Повёл магистра на аптечные чердаки посмотреть, не нужно ли чего устроить.
Грегори всем остался доволен, попросил только лист тонкого железа — изображать дождь, гром и прочий шум.
Когда покончили с осмотром и спустились в Аптеку, мимо них двое офицеров протащили, держа под руки, человека с лицом, залитым кровью, белая рубаха тоже в крови.
Следом поднималось ещё несколько иностранцев.
— Что происходит? — грозно вопросил Артамон Сергеевич.
Ему учтиво поклонился один из офицеров:
— Господин посланник короля Христиана Датского дрался с полковником Мейном
— Он кровью весь залит!
— Ваше высокопревосходительство! У посланника — рассечение носа и губы. Ранение не угрожает жизни.
— Удумали чего! Посланник, а морда надвое! — вырвалось в сердцах у Артамона Сергеевича.
Таскать раненых в Аптеку, где приготовляют лекарства для их величеств и высочеств, дело негожее, но Матвеев смолчал.
Любезно проводил магистра Ягана и его новых учеников. В четырёх колымагах поехали в библейскую страну, во времена, когда Бог с людьми говорил.
А уже через час, захватив Авдотью Григорьевну, мчал Артамон Сергеевич на шестёрке лошадей, с двумя дворовыми людьми охраны в святую обитель Сергия Радонежского.
Алексея Михайловича нашёл на скамейке перед могилами Годуновых.
— Садись! — сказал государь. — Горчайшее место на Русской земле.
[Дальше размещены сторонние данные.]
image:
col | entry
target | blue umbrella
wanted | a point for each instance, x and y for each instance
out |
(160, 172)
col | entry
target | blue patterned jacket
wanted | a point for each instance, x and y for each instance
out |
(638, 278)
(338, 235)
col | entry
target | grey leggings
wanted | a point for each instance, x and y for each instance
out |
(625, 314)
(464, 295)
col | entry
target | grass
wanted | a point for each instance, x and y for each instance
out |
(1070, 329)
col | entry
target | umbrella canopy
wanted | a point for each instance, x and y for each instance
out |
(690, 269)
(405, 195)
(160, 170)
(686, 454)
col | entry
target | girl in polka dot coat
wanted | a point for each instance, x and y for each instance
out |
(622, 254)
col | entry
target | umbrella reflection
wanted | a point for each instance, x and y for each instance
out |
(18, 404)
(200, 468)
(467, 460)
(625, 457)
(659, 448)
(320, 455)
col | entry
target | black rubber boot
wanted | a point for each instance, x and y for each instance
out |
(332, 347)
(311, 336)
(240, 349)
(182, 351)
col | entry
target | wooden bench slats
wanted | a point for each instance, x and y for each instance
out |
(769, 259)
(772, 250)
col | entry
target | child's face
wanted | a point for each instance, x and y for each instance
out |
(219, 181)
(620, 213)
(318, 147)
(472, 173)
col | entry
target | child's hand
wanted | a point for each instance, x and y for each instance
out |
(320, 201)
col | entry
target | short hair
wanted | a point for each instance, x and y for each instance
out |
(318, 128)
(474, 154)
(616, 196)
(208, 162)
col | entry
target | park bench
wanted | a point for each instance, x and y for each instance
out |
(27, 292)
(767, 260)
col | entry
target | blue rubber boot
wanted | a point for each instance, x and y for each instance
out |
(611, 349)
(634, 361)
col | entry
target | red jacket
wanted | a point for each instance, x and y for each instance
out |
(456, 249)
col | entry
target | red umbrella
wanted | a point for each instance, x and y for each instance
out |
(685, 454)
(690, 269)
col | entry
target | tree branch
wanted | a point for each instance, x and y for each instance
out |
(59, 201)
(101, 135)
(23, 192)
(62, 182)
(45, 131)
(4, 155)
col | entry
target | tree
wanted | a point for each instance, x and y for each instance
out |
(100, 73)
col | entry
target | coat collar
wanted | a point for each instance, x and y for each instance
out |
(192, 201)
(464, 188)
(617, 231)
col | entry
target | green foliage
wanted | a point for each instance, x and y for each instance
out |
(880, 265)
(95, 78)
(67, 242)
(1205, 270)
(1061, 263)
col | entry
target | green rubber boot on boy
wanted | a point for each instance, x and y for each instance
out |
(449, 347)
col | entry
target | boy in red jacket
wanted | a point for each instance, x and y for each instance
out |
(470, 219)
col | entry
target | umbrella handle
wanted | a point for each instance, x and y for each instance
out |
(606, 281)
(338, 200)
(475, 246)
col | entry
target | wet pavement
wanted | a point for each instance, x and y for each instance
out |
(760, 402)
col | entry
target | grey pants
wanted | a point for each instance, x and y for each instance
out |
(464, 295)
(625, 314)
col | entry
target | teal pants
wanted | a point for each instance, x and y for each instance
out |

Мудрый был царь, да без корней... Моего батюшку ради корней на царство избрали.
Артамон Сергеевич молчал. Страшная судьба власти, ежели она без корней... С юношей Фёдором Борисовичем обошлись хуже некуда: яички ему раздавили. Вот до чего новый саженец ненавистен был. Само семя убивали.
— А мой Федя опять приболел... — сказал Алексей Михайлович. — Господи, до чего же страшно за детишек. Сын Годунова лицом был хорош, голову Бог дал ему светлую. По-латыни знал, по-польски. Мой Федя тоже ведь — и латынью, и польской речью, Симеон на него не нарадуется. Но, Артамон, скажи, ты ведь не сажень под землёй видишь, такое, такое, говорю, возможно ли? Неужто и наши корни только дерни — и нет их. Артамон, о тайнейшем тебя спрашиваю. Такое возможно?
Артамон Сергеевич чувствовал, как по спине, по позвонкам ползёт капля пота.
— Великий государь?
— Тише, Артамон. Ты не страшись, ты — правду скажи... Здоровьишко у меня слава Богу, но иной раз на ноги вскочишь — темно в глазах. А Феде — двенадцать годков всего... Мать — мачеха... И она молодая, беззащитная... Артамон, она у меня — без корней. Кто они такие, Нарышкины, для родовитых? Сам всё знаешь! Что будет... без меня?
— Романовы не Годуновы, — сказал Артамон Сергеевич, прокашливая слова охрипшим горлом. — Годунов — опричник. Людей в котлах варил, самых, самых... родовитых.
— Но ведь и он помазанник! А сколько он добра сделал... В голод весь хлеб свой раздал.
— Бог отвернулся от него за Дмитрия. Поля принимали семя, но рождали пустыню, коровы быков к себе подпускали, но оставались яловыми. И сё три года кряду. Дались тебе Годуновы! Романовы перед Богом и перед народом чисты. Таких бед, как при Борисе, не было ни в царствие благословенного Михаила Фёдоровича, ни в нынешнее, когда ты у нас Богу ответчик.
— Артамон! Артамон!.. Ты как нянька со сказкой... Много чего было при мне... Соляной бунт, Медный бунт... А Стенька Разин? Не кара, что ли? Где радость моя, Алексей? За какой мой грех Господь взял Симеона?